Proibição o uso de animais em testes também vale para produtos de higiene pessoal e perfumes; texto segue para sanção presidencial
A Câmara dos Deputados aprovou, na quarta-feira (9), um projeto de lei que representa uma virada de chave na luta pelo bem-estar animal no País, a proibição do uso de animais em testes relacionados a ingredientes ou produtos de higiene pessoal, cosméticos e perfumes, incluindo análises de segurança, eficácia ou toxicidade. O texto segue para a sanção do presidente da República.
A proposta aprovada foi uma versão modificada do Senado para o PL 3062/22, originalmente de autoria do ex-deputado Ricardo Izar (SP). A primeira versão havia sido aprovada pela Câmara ainda em 2014.
Para o relator do texto, deputado Ruy Carneiro (Pode-PB), o fim da experimentação animal neste setor é não somente um avanço ético, mas também científico. “Persistir nessa prática seria ignorar os progressos da bioética e o compromisso com uma ciência mais responsável. Hoje temos à disposição métodos alternativos como modelos computacionais, culturas celulares, organoides e bioimpressão 3D, que oferecem resultados eficazes sem causar sofrimento animal”, afirmou.

O parlamentar também destacou que a medida beneficia tanto os ativistas da causa quanto as empresas sérias do setor, que poderão exibir um selo de conduta ética. “O Brasil virou a página.
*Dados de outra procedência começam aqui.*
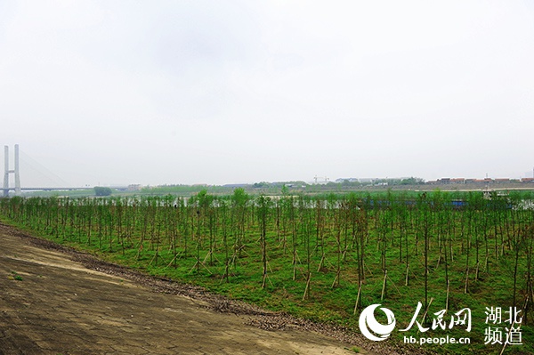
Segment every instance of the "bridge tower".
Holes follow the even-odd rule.
[[[9,147],[4,147],[4,197],[9,196],[9,174],[15,174],[15,195],[20,195],[20,174],[19,173],[19,144],[15,144],[15,168],[9,170]]]

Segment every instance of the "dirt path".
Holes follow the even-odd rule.
[[[217,312],[216,303],[156,292],[165,281],[143,285],[121,277],[120,268],[111,271],[119,276],[90,270],[91,257],[39,243],[0,224],[0,354],[354,353],[290,324],[284,331],[253,327],[283,326],[253,308]],[[232,307],[222,301],[219,308]]]

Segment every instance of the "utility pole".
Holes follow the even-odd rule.
[[[4,197],[9,196],[9,147],[4,147]]]

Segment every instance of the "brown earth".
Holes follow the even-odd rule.
[[[0,223],[0,354],[397,353],[362,342]]]

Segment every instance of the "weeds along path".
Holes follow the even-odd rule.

Testes em animais, na indústria da beleza, acabaram”, sentenciou.
O que muda com a nova legislação?
O texto altera a Lei 11.794/08, especificando os tipos de produtos afetados: cosméticos e itens de higiene de uso externo ou voltados às mucosas bucais, como xampus, cremes, perfumes e maquiagens. A partir da vigência da nova lei, dados obtidos por meio de testes com animais não poderão mais ser utilizados para aprovação ou comercialização desses produtos no país.
Há exceções restritas: testes feitos para atender a exigências regulatórias não relacionadas ao setor cosmético, sejam elas nacionais ou estrangeiras. Nessas situações, as empresas deverão apresentar documentos que comprovem o propósito não cosmético do teste, caso sejam questionadas pelas autoridades competentes. Ainda assim, estarão proibidas de usar no rótulo expressões como “não testado em animais” ou “cruelty-free”.
Produtos que tenham sido testados em animais antes da entrada em vigor da nova regra ainda poderão ser comercializados, respeitando um período de transição para adaptação do setor.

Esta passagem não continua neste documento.